Ali is full of regret for not being able to complete his dream project Zooni, a film based on the life of legendary Kashmiri poet Habba Khatoon. He shot a portion of the film in Kashmir and tried to resume work on it a number of times but finally political circumstances forced the cancellation of the most ambitious film of his. Ali puts together the entire journey of Zooni in one interesting chapter: casting of Dimple and Vinod Khanna, work on costumes and the songs, long stays in Kashmir and other places and his perspective on turmoil in Kashmir.

Couture, Sufism, politics

Ali’s feel for craft and couture, fully reflected in his films, is yet another dimension of his personality. Getting his ideas from his father’s wardrobe and the clothes he had seen in Lucknow, “each ensemble was a language, like Urdu, Awadhi and English.” He feels disappointed to see characters in films let down by their clothing and proud of his efforts to integrate “the element of time with the language of clothes” in his films. He has also made 18 short films on textile and craft.

Ali considers himself an outsider in Bollywood who yet managed to make his mark through his kinds of films. Bollywood is a “cauldron of insecurity and ugliness” where “small minds with narrow agendas subjugate giants and make them pygmies.
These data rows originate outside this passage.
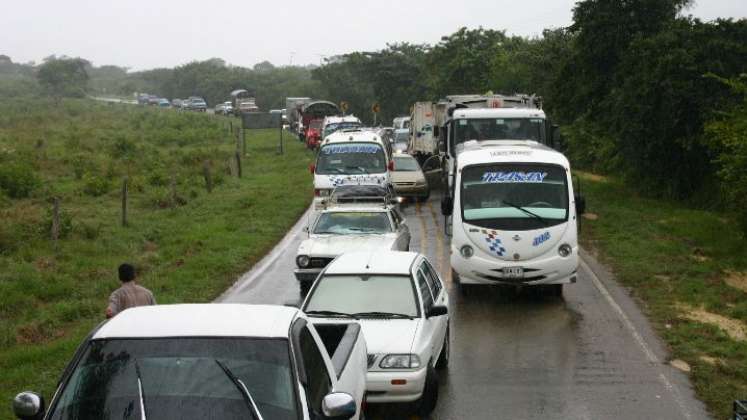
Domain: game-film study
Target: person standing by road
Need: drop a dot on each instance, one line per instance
(130, 294)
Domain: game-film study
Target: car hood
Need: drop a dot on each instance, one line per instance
(334, 245)
(411, 176)
(387, 336)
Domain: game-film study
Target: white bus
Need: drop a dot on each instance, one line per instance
(514, 216)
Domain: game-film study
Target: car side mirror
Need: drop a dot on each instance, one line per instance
(447, 206)
(338, 406)
(580, 204)
(28, 406)
(437, 310)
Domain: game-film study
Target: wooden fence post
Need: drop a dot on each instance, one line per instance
(207, 176)
(124, 202)
(56, 219)
(238, 163)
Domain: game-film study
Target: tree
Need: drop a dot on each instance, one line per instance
(64, 77)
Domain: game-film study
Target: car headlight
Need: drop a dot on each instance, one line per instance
(303, 261)
(400, 361)
(467, 251)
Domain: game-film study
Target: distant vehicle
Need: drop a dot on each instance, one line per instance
(197, 104)
(314, 133)
(348, 157)
(242, 101)
(351, 221)
(208, 361)
(408, 178)
(334, 123)
(402, 306)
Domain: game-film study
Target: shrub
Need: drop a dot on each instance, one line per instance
(18, 179)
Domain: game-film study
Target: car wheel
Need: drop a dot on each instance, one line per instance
(425, 405)
(443, 358)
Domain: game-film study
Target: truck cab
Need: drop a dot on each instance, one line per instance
(227, 361)
(514, 216)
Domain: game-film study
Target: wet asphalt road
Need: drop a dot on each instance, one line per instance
(587, 355)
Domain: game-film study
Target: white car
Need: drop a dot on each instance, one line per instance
(402, 305)
(346, 227)
(217, 361)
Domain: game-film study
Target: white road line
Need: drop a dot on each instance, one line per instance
(638, 338)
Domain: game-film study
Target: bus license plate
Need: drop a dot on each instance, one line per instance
(513, 272)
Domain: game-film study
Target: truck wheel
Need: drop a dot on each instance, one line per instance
(427, 402)
(443, 358)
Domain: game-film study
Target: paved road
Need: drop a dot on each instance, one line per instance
(588, 355)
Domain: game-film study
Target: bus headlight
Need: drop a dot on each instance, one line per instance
(303, 261)
(467, 251)
(565, 250)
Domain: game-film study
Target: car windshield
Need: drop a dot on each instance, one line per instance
(181, 378)
(353, 294)
(514, 196)
(405, 164)
(332, 127)
(499, 129)
(351, 158)
(354, 222)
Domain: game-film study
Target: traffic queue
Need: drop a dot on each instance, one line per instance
(373, 326)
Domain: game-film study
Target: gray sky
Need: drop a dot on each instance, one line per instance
(144, 34)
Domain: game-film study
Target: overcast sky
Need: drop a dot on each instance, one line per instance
(143, 34)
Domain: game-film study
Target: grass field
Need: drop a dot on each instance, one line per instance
(689, 269)
(189, 245)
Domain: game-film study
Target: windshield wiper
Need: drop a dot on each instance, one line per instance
(377, 314)
(330, 313)
(535, 215)
(242, 389)
(140, 390)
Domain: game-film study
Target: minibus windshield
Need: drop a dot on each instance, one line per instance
(514, 196)
(351, 159)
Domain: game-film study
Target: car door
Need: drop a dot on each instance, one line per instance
(441, 297)
(429, 325)
(403, 230)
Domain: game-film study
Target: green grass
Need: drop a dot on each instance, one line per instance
(189, 246)
(670, 256)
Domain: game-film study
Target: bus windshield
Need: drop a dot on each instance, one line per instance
(514, 196)
(351, 159)
(499, 129)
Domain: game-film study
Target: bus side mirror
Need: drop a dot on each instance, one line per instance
(447, 206)
(580, 204)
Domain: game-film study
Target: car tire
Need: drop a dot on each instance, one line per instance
(443, 358)
(425, 405)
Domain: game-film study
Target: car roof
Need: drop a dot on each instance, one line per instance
(353, 136)
(200, 320)
(498, 113)
(373, 262)
(505, 151)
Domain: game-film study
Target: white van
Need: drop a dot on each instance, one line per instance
(514, 216)
(350, 157)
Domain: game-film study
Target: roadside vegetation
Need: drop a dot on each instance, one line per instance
(188, 244)
(688, 267)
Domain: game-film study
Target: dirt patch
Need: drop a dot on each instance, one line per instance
(733, 327)
(736, 279)
(713, 361)
(680, 365)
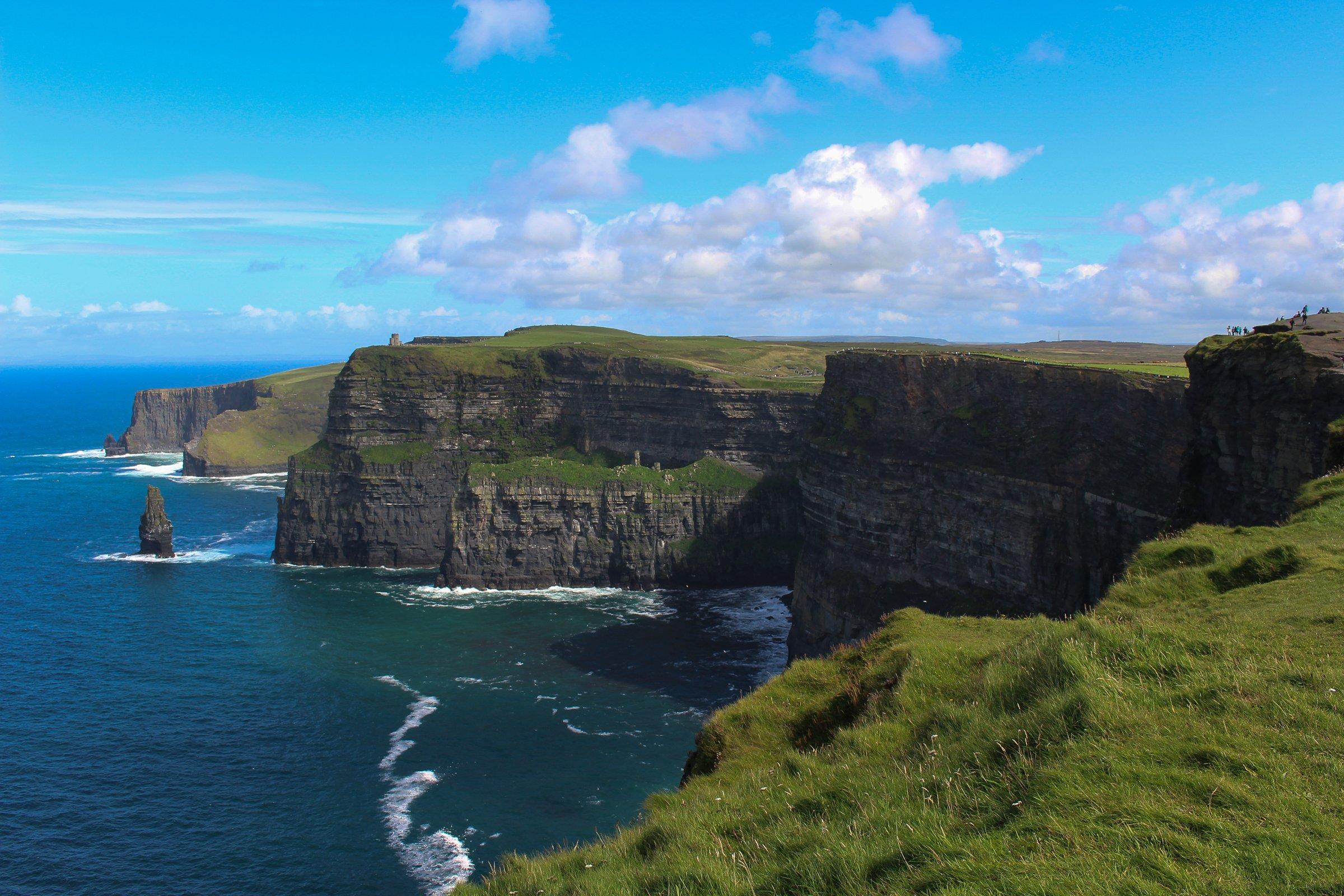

Money becomes the only criterion of art.” The title of his autobiography Zikr: In the Light and Shade of Time exudes a Sufistic air which, in fact, runs all through the book and becomes his driving force in the later chapters. He gets intellectual insights from his reading of Sufi scholar Seyyed Hossein Nasr and imbibes virtues of self-effacement in Ajmer at the dargah of Khwaja Moinuddin Chishti.

Rumi is present all through the book through his quotations and Ali’s immersion in his philosophy of humanism. “Rumi was the essence of Islam, and yet belonged to every possible faith from every part of the world.” His devotion to the Sufi idea of the need for a master and his fascination for the poetry of Amir Khusrau further kindled his interest in Rumi whom he would read in English translation like a religious text, getting inspiration from him on a daily basis. His short film Rumi in the Land of Khusrau is further testimony of his love for the philosophy of humanism.

There are euphemistic references to politicians in the book. Mulayam Singh Yadav, Ali’s leader briefly, could not match the “maverick machinations” of Amar Singh “maybe he was having too good a time to care.” Ali decided to contest elections from Lucknow after a member of parliament had him removed from his reserved berth in Lucknow Mail.

He also takes a dig at Atal Bihari Vajpayee when he refers to Vajpayee’s praise of his speech at a seminar on the demolition of Babri Masjid: “I so wished people understood what they said, meant what they did.” He often saw Vajpayee at the New Delhi station “dressed in his usual shalwar kurta, a dress which was abused as being Pakistani after December 6, 1992. At many places in the book there is a lament for the loss of Ganga-Jamuni tahzeeb.

Ali hopes his autobiography will “highlight the finer, vulnerable, intangible aspects of Lucknow.” Zikr has done that and more.

Zikr: In the Light and Shade of Time, Muzaffar Ali, Penguin India.


Mohammad Asim Siddiqui is professor in the Department of English at Aligarh Muslim University.